= Samuel-Jacques Bernard (1686–1753) =

Samuel-Jacques Bernard (19 May 1686 — 22 November 1753), comte de Coubert after the death of his father in 1739, was the son of the financier Samuel Bernard, a rich noble in France and his first wife, née (Anne)-Magdeleine Clergeau; he was superintendent of finance for Queen Maria Leszczyńska from 1725, a maître des requêtes, conseiller du roi and Grand Croix and Master of Ceremonies of the Order of Saint-Louis.

In 1715 Bernard married Elisabeth-Olive-Louise Frot[t]ier, daughter of the marquis de La Coste-Messelière.

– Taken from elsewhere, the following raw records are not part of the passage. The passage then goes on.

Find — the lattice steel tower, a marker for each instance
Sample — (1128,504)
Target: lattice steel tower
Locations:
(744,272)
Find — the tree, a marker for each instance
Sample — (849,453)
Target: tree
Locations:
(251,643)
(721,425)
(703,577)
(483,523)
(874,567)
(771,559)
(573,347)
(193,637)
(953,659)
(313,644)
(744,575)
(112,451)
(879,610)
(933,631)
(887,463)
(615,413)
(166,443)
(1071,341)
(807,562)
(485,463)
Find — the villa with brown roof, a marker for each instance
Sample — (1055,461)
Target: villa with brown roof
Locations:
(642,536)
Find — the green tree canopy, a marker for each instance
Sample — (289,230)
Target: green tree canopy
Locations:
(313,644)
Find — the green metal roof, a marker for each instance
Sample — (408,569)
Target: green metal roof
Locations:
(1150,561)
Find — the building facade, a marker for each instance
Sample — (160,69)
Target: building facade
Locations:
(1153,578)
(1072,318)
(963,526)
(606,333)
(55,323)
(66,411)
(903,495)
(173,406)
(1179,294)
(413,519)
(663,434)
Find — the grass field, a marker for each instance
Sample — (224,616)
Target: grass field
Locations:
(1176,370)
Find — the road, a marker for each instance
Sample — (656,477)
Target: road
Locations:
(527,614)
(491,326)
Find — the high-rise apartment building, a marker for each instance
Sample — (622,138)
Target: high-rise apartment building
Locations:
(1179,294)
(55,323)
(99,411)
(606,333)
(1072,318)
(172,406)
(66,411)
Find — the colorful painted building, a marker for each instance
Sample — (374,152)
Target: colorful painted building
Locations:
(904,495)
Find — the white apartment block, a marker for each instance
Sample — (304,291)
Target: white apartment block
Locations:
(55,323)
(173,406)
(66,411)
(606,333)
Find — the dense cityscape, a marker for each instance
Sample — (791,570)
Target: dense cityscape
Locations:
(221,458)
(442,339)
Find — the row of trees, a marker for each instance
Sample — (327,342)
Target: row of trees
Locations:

At his father's death he inherited a fortune estimated at 33,000,000 livres. His sensational bankruptcy in 1751, which involved Voltaire in a loss of 80,000 livres representing 8,000 livres of income, did not interrupt his career as a grand seigneur, though the estate at his death remained deeply in debt. His richly furnished hôtel particulier was designed by Germain Boffrand and built in 1741-45 at 46, rue du Bac, backing onto the Paris. He filled it with works of art. For the dining-room, panelled in oak left its natural color (à la capucine), Jean-Baptiste Oudry painted in 1742 two large canvases with hunting dogs, which rank among Oudry's most splendid decorations. They now hang in the Palais Rohan in Strasbourg. The white-and-gold boiseries of the grand salon, with their overdoors of the Four Continents painted by four painters who were providing tapestry cartoons for the looms at Aubusson: Jacques Dumont le Romain, Charles-Joseph Natoire, Charles Restout and Carle Van Loo, are now installed in the Israel Museum, Jerusalem. Books and manuscripts from his extensive library, dispersed at auction in 1754 and 1756, are recognizable from the arms surrounded by the collar of the Order of Saint-Louis and the motto Bellicae vitutis praemium stamped on their rich bindings.